Many borderlines are insufferable to deal with. Nothing ever seems to please them. When we got an acute case on the unit, we often took turns dealing with the patient so that one person did not get stuck with the whole task for eight hours.
Patience and reflection are your best tools.
sjoe
2,099 Posts
Janey--all I can say is that apparently you don't have borderline personality disordered people in the UK, or you'd not say that. I guess there are all over HERE.
If you'd like to learn more about the subject in an easy way, may I suggest reading "Prozac Nation." It is a personal account of a young woman who has chronic depresssion and MANY borderline characteristics.
(Sometimes good intentions are simply not enough.)
I'm with you, sjoe. Cuddle and coddle a borderline, and you have opened up the floodgates of bizarre, aberrant and confrontational behaior. You are reinforcing the very behaviors you are trying to extinguish. Smile at them at just the wrong time, and they may try to take your head off.
Nurturing and smiling may work with other types of patients, but borderlines require a firm hand. Even then, progress is very gradual.
Did Sjoe and Orca read the question under discussion ?????
It wasn't about a young BPD patient. That was a question posted elsewhere, had I wished to answer that question, I would have responded quite differently.
The question was about the maipulative behaviour of a patient with 'a mild fluctuating dementia' who is in LTC.

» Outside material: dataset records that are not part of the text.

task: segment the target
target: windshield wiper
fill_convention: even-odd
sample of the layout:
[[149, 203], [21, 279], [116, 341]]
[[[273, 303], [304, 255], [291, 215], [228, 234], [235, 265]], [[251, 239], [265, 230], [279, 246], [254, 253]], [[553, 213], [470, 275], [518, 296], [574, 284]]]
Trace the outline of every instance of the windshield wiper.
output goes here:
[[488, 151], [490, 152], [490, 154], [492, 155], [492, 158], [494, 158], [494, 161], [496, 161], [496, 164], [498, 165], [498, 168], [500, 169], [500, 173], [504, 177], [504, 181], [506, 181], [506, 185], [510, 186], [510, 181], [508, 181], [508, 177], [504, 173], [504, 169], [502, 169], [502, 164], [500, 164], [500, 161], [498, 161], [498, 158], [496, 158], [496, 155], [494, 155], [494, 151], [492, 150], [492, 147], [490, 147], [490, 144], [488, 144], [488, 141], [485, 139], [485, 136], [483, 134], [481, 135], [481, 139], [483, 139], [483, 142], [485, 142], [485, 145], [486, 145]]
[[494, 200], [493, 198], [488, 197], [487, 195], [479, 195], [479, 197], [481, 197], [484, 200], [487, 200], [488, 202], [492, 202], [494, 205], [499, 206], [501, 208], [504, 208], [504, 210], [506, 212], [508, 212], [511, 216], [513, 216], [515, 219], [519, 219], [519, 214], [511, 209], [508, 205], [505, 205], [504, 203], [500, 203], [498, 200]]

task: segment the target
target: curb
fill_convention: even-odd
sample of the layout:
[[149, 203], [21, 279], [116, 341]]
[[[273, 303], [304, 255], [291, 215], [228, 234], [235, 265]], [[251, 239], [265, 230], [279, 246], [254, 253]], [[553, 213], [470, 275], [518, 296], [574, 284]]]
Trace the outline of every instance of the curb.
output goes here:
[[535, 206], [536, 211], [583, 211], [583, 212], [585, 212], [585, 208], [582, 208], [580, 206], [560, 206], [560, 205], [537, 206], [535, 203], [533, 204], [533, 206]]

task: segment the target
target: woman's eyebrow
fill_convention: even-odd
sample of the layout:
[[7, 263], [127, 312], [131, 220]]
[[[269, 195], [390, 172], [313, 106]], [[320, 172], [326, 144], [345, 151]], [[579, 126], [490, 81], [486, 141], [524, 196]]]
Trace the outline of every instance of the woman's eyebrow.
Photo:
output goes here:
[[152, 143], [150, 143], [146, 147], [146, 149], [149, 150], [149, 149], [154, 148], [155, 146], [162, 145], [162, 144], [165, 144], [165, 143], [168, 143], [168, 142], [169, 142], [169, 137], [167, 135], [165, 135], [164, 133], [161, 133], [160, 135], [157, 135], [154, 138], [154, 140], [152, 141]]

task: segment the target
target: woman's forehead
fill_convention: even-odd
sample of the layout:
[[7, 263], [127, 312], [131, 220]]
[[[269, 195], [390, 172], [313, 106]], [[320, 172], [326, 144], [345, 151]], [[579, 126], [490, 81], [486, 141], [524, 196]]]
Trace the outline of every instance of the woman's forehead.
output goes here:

The features of a Dementia is global impairment in cognitive functioning (this includes memory). Now I deduced from the question this was and elderly person since its mostly elderly in such a setting!!!!
I dont know about the USA, but in the UK with a diagnoses of such then would allow for memory impairment, and traditional management of BPD is hardly suitable in this instance.
No Sjoe BPD doesn't discriminate, and occurs in other parts of the world. I wonder at such a comment !!.